First, preschool teachers must have proper training and credentials. At a minimum, they should have some post-secondary training related to Early Childhood Education (ECE). There are some other kinds of training that help, though.

Special traits

Education and training isn’t enough, though. The best preschool and daycare teachers will have a number of skills and traits that allow them to get the most out of their students (and give the most to them).

  • Good communication skills
  • Good organization skills
  • Strong understanding of child psychology
  • Strong social skills
  • Enthusiasm
  • Patience
  • Kindness
  • Warmth
  • Creativity
  • Flexibility

Teacher-to-student ratios in preschool

It’s important to note that preschools in Canada are all required by the Ministry of Education to have a specific teacher-to-student ratio. This ratio varies based on where you live and the age of your child.

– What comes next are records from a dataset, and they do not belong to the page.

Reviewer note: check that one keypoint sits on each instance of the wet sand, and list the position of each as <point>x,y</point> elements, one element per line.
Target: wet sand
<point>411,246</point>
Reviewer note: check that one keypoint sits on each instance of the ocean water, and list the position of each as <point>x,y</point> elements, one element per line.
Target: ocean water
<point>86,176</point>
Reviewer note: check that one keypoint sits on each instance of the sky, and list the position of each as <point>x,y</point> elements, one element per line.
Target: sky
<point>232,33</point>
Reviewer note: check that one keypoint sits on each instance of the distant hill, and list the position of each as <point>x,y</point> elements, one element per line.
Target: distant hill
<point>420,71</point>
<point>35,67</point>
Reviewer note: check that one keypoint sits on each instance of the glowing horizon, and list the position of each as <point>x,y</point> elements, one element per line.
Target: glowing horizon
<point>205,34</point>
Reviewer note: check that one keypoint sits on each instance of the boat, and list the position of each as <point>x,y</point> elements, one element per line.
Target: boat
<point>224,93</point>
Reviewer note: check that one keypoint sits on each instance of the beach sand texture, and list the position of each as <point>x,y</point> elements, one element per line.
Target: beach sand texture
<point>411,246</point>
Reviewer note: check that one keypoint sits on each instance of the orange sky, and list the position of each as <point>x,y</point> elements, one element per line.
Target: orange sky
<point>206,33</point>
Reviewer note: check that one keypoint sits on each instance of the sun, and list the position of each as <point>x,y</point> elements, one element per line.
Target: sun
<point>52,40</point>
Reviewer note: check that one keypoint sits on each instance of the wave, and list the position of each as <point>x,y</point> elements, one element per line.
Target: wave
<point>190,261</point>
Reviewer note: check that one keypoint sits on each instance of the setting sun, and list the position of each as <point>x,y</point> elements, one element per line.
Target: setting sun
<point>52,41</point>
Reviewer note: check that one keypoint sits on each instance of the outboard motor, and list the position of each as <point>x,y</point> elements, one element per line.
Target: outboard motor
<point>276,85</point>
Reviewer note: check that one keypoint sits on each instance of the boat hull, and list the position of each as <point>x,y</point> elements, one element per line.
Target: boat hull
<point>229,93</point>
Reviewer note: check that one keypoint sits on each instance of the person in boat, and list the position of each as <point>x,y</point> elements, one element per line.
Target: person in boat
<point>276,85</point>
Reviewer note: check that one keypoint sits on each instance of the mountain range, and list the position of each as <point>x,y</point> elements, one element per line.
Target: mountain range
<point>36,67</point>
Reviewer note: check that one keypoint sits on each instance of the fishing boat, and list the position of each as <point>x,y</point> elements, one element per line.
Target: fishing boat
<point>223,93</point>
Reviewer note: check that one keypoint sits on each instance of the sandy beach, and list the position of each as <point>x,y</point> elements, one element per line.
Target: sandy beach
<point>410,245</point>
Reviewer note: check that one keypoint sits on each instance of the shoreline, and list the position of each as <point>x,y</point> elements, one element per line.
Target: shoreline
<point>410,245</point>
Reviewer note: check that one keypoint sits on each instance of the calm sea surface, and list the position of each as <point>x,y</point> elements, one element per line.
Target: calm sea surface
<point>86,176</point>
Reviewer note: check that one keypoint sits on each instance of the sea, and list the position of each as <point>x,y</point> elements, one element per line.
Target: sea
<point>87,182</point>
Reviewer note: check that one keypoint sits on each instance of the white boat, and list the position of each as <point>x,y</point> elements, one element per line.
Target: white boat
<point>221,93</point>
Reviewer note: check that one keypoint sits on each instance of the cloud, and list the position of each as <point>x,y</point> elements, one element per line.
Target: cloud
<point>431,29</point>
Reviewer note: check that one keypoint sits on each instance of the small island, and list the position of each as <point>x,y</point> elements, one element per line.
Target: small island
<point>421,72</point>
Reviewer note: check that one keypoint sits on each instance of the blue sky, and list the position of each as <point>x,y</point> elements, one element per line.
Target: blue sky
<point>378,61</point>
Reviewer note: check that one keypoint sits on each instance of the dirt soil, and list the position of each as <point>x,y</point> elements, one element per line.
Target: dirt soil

These ratios are enforced to ensure your young child is properly cared for. Whether you’re looking at a private preschool, not-for-profit preschool or homecare by a licensed childcare provider, you should ensure these ratios are maintained.

 

Preschool questions (read our in-depth answers)

 

 

Answers to the question “What makes for the best preschool teachers?” from educational consultants and school officials

“By thinking about how teachers make good things happen, parents can establish a sense of whether their child’s learning experiences are the best they can be. Here’s an ‘A’ checklist that offers a framework for thinking about what transpires (or should transpire) within classrooms.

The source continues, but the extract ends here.